Выбрать главу

Пальцев встал, прошелся по кабинету.

«А если, — подумал Никаноров, — попросить его по жалобе? Ведь анонимка. Секретарь горкома ему по плечу, если первого секретаря обкома так резко критикует! Нет, не стоит. Обойдемся». Вслух спросил:

— Может, в цеха пойдем?

— Спасибо, Тимофей Александрович. В следующий раз. Надо еще поговорить с Пармутовым, с Исаковым. Потом заехать к главному конструктору автозавода. Интервью готовлю.

Пальцев, крепко пожав руку директору, вышел.

«Эх, Пальцев, Пальцев, не простой ты человек. Это уж точно. Трудный! — думал Никаноров. — Хотя отношения наши, вроде, лучше не надо. Откровенно можно поговорить на любую тему. И говорить легко. Не волнуясь за последствия. Это с Угрюмовым легкого разговора не будет. Несколько раз приезжал. Все по жалобе. Инструктор горкома партии. Он опять уже здесь. Знает, что у меня встреча с Пальцевым. Сидит, ждет, как хищник, своей добычи. Беседа с ним предстоит нелегкая. В жалобе полно всего! Писали люди знающие. Может, кто-то из «троицы»? Все возможно. Но Фанфаронов на это не пойдет — он сам все в лицо выскажет, если сочтет нужным. Северков не настолько зол, чтоб писать анонимки. А вот Кудрин — после того, как позвонил или лично встретился с Каранатовым, попросил у него защиты и не помогло, — этот, пожалуй, и не стал церемониться. Наверное, он».

Каранатов вместе с Кудриным заканчивал школу. Потом техникум. У них было много того, о чем знали только они двое. Когда Каранатов уже после института, где учился заочно, набрал силу в райкоме, он предложил Кудрину должность завотделом промышленности и транспорта. Однако первый не согласился, потому что у Кудрина было лишь среднее техническое образование. И все стало на круги своя. И когда Никаноров еще как главный инженер завода начинал зажимать Кудрина, Каранатов, уже ставший опытным партийцем, потихоньку сдерживал норовистого руководителя. Обычно он делал это так. Смотрел план работы и выяснял, где требовалась проверка того или иного крупного предприятия района.

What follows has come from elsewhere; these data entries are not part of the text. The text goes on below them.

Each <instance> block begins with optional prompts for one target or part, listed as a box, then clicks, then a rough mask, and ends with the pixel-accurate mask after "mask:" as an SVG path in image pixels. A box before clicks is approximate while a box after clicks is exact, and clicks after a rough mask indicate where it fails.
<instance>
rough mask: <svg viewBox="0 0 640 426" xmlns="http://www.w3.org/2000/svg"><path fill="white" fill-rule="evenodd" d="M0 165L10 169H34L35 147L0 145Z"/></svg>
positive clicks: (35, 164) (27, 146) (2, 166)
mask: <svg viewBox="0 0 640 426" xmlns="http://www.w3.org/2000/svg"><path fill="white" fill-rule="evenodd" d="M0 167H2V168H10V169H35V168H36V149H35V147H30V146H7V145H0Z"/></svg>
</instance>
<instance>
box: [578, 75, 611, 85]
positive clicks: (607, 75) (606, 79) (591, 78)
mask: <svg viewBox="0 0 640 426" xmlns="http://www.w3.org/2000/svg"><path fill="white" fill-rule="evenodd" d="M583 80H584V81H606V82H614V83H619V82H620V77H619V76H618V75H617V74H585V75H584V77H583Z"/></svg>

Потом приглашал Никанорова. Разъяснял ему задачи по подготовке вопроса на бюро. Затем, после того, как прочитывал отчет о проверке, Каранатов обязательно находил недостатки и по ним делал Никанорову замечания, и тут же переходил на дела «Красного вулкана».

— Вчера были у вас на заводе. По цехам прошли. С секретарем горкома. Вы неплохо развернули фронт работ по реконструкции. Кстати, не зажимайте за нее Кудрина. Человек старается. Но что поделаешь, если у него зам не тянет?

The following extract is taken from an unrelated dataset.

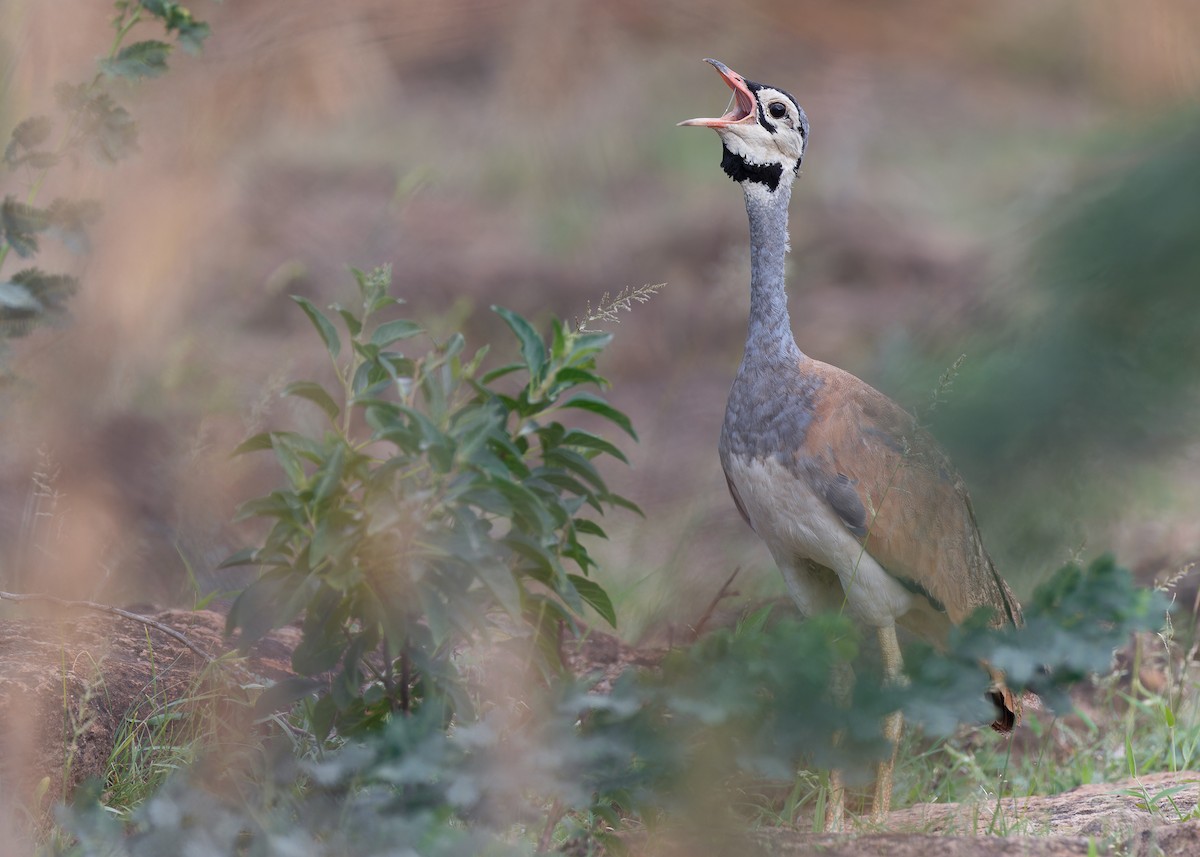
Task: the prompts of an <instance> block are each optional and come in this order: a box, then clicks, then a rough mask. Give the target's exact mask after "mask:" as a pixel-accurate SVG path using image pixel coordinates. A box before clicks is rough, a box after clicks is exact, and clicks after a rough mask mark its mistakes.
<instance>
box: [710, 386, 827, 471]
mask: <svg viewBox="0 0 1200 857" xmlns="http://www.w3.org/2000/svg"><path fill="white" fill-rule="evenodd" d="M822 385H823V382H822V380H821V378H817V377H815V376H808V374H803V373H798V372H796V367H794V365H793V366H791V371H790V372H773V371H769V370H766V368H748V367H746V366H743V367H742V368H740V370H739V371H738V377H737V379H736V380H734V382H733V389H732V390H731V391H730V401H728V404H726V407H725V425H724V426H722V429H721V443H720V453H721V461H722V462H727V461H728V459H730V457H731V456H732V457H739V459H768V457H770V456H776V457H779V459H780V460H781V461H784V462H791V461H792V460H793V456H794V454H796V453H797V450H799V449H800V447H803V444H804V438H805V436H806V435H808V430H809V426H810V425H811V422H812V419H814V415H815V409H816V398H817V392H818V391H820V389H821V386H822Z"/></svg>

— Это что, просьба или приказ?

— Понимайте, как угодно. Здесь важна не форма, а результат. — И добавлял сухо, резко: — Вы свободны, Тимофей Александрович. Когда потребуетесь — приглашу.

«Вот так. Когда потребуетесь — приглашу».

С Каранатовым, безусловно, приходилось считаться. И даже в тот раз, когда дело Кудрина было безнадежным, секретарь райкома остался верен старой дружбе. Никанорову он позвонил поздно вечером, перед последней оперативкой. Каранатов понимал, что просьба его — без оснований, шансов спасти друга — нет. И все же, поинтересовавшись работой АПР и корпуса, сразу перевел разговор на Кудрина.

— Не слишком ли вы жестко с начальником пружинного, Тимофей Александрович?

— Что заслужил, то и получил.

— А все-таки. Может, для начала и строгим выговором обойтись. С занесением в учетную карточку.

— Бесполезная затея. И с выговором все равно снимать придется.

— Вы, Тимофей Александрович, настроены по-особому агрессивно. А если с вами случится подобное?

— Обстановка не позволяет миндальничать. Со мной проще поступят. Таких разговоров в защиту меня вести некому.

— С кем работать будете? Так решительно всех разгоняете.